A nylon guitar string has a linear density of $7.20 \mathrm{g} {\mathrm{m}}^{-1}$ and is under a tension of $180 \mathrm{N}$. The fixed supports are distance $D=90.0 \mathrm{cm}$ apart. The string is oscillating in the standing wave pattern shown in the figure shown below. Calculate the (a) speed, (b) wavelength, and (c) frequency of the traveling waves whose superposition gives this standing wave.

A sinusoidal wave of angular frequency $1200 \mathrm{rad} s^{-1}$ and amplitude $3.00 \mathrm{mm}$ is sent along a cord with linear density $4.00 \mathrm{g} {\mathrm{m}}^{-1}$ and tension $1200 \mathrm{N}$. (a) What is the average rate at which the energy is transported by the wave to the opposite end of the cord?
(b) If simultaneously, an identical wave travels along an adjacent, identical cord. what is the total average rate at which energy is transported to the opposite ends of the two cords by the waves? If, instead those two waves are sent along the same cord simultaneously. What is the total average rate at which they transport energy, when their phase difference is (c)$0$, (d)$0.4\text{π} \mathrm{rad}$, and (e) $\text{π} \mathrm{rad}$? 

A generator at one end of a very long string creates a wave given by
$\mathrm{y}=(6.0 \mathrm{cm})\cos \left(\frac{\mathrm{\pi }}{2}\left[\left(2.00 {\mathrm{m}}^{-1}\right)\mathrm{x}+\left(6.00 {\mathrm{s}}^{-1}\right)\mathrm{t}\right]\right)$
and a generator at the other end creates the wave
$\mathrm{y}=(6.0 \mathrm{cm})\cos \left(\frac{\mathrm{\pi }}{2}\left[\left(2.00 {\mathrm{m}}^{-1}\right)\mathrm{x}-\left(6.00 {\mathrm{s}}^{-1}\right)\mathrm{t}\right]\right)$
Calculate the (a) frequency, (b) wavelength, and (c) speed of each wave. For $\mathrm{x}\ge 0$, what is the location of the node having the (d) smallest, (e) second smallest, and (f) third smallest value of $\mathrm{x}$? For $\mathrm{x}\ge 0,$ what is the location of the antinode having the (g) smallest.
(h) second smallest, and (i) third smallest value of $\mathrm{x}$?

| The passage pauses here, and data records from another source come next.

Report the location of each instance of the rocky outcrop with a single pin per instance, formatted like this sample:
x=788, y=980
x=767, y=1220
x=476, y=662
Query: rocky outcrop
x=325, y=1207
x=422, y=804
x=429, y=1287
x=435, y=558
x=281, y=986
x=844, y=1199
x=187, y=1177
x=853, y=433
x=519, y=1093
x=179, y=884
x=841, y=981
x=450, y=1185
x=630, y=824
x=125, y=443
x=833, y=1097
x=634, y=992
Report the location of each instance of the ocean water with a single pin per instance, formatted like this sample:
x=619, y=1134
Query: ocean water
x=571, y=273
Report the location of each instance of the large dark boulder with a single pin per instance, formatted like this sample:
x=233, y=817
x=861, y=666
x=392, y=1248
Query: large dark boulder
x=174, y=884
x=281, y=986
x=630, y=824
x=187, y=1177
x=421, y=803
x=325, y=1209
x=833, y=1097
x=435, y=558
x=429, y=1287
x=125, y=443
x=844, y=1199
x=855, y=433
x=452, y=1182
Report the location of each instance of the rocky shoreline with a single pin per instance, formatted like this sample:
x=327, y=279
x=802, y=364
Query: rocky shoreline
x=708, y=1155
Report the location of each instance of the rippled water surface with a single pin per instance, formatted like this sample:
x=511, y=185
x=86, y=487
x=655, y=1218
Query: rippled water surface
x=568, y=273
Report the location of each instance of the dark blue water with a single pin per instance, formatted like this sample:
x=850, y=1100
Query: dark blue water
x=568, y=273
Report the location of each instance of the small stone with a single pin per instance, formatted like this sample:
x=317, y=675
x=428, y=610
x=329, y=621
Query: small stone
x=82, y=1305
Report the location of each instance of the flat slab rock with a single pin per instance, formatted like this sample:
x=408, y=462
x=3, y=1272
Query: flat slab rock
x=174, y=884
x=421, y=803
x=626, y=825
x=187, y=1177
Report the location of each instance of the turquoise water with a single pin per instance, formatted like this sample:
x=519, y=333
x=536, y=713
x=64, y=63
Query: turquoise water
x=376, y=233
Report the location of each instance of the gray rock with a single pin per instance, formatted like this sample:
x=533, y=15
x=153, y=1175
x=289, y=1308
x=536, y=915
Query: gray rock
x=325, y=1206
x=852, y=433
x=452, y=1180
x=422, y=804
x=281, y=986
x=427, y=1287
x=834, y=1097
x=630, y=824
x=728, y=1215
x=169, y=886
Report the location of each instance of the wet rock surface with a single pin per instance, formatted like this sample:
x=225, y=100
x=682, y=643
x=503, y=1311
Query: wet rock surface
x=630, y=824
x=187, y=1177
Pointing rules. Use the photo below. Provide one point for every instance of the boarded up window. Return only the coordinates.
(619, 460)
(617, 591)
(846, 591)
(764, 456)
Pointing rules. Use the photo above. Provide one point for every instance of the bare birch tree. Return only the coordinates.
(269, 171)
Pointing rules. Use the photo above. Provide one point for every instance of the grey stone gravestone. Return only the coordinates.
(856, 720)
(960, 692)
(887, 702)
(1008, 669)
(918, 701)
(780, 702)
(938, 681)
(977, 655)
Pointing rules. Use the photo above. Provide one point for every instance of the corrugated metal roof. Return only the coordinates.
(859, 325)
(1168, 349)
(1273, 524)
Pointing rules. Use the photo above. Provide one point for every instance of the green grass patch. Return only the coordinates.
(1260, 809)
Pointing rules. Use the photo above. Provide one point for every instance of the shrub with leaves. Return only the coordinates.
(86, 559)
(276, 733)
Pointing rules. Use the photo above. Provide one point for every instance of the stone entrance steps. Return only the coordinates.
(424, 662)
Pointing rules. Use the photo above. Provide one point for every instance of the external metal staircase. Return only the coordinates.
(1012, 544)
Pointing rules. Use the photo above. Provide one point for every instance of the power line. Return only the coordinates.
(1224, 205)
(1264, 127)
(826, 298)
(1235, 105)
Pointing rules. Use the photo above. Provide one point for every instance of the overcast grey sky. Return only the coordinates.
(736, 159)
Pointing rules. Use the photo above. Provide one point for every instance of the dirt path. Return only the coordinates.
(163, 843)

In figure shown below, an aluminum wire, of length $L_1=60.0 \mathrm{cm}$ cross-sectional area $1.25\times {10}^{-2} {\mathrm{cm}}^2$ and density $2.60 \mathrm{g} {\mathrm{cm}}^{-3}$ is joined to a
steel wire, of density $7.80 \mathrm{g} {\mathrm{cm}}^{-3}$ and the same cross-sectional area. The compound wire, loaded with a block of mass $m=10.0 \mathrm{kg}$ is arranged so that the distance $L_2$ from the joint to the supporting pulley is $86.6 \mathrm{cm}$. Transverse waves are set up on the wire by an external source of variable frequency; a node is located at the pulley. (a) Find the lowest frequency that generates a standing wave having the joint as one of the nodes. (b) How many nodes are observed at this frequency?

A human wave. During sporting events within large, densely packed stadiums, spectators will send a wave (or pulse) around the stadium (in the figure shown below). As the wave reaches a group of spectators, they stand with a cheer and then sit. At any instant, the width $\mathrm{w}$ of the wave is the distance from the leading edge (people are just about to stand) to the trailing edge (people have just sat down). Suppose a human wave travels a distance of 853 seats around a stadium in $51 \mathrm{s}$, with spectators requiring about $1.8 \mathrm{s}$ to respond to the wave's passage by standing and then sitting. What are (a) the wave speed $\mathrm{v}$ (in seats per second) and (b) width w (in number of seats)?